Turbulence is caused by swirls in a gas or liquid, and in nature occurs in a chaotic manner, seemingly without rhyme or reason . While turbulence can form in air and in water, physicists have discovered it can also form in ultra-cold atom gases and superfluid helium. By studying turbulence in a controlled method in the lab, scientists may one day be able to predict and perhaps control it in nature.
10. Entanglement
Something called entanglement may be a major influence on the future of solar power. Entanglement means the quantum interconnection of objects, such as atoms that are separated in actual physical space. Physicists believe that entanglement may occur in the parts of plants responsible for photosynthesis, or the conversion of light into energy. The structures responsible for photosynthesis, the chromophores, can turn 95 percent of the light they take in into energy . Scientists are examining how this interconnection on the quantum level can influence solar energy creation, in hopes of developing efficient solar cells based on nature. Scholars have also discovered that algae may be using some form of quantum mechanics to move energy derived from light and may actually be able to store the energy in two places at once.

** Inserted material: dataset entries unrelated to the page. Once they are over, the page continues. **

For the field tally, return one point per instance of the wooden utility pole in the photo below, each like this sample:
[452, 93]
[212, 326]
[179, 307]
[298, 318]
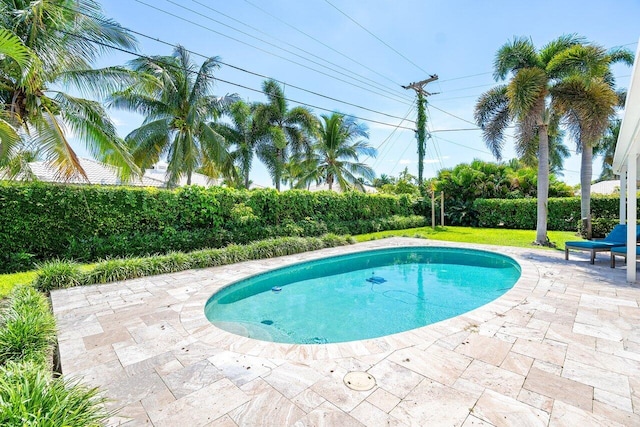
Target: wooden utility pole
[422, 120]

A few famous minds on Quantum Physics.
[I can't accept quantum mechanics because] "I like to think the moon is there even if I am not looking at it."
Albert Einstein
"[T]he atoms or elementary particles themselves are not real; they form a world of potentialities or possibilities rather than one of things or facts."
But Heisenberg went on to insist that these philosophical issues raised by quantum mechanics applied to the big as well as the small.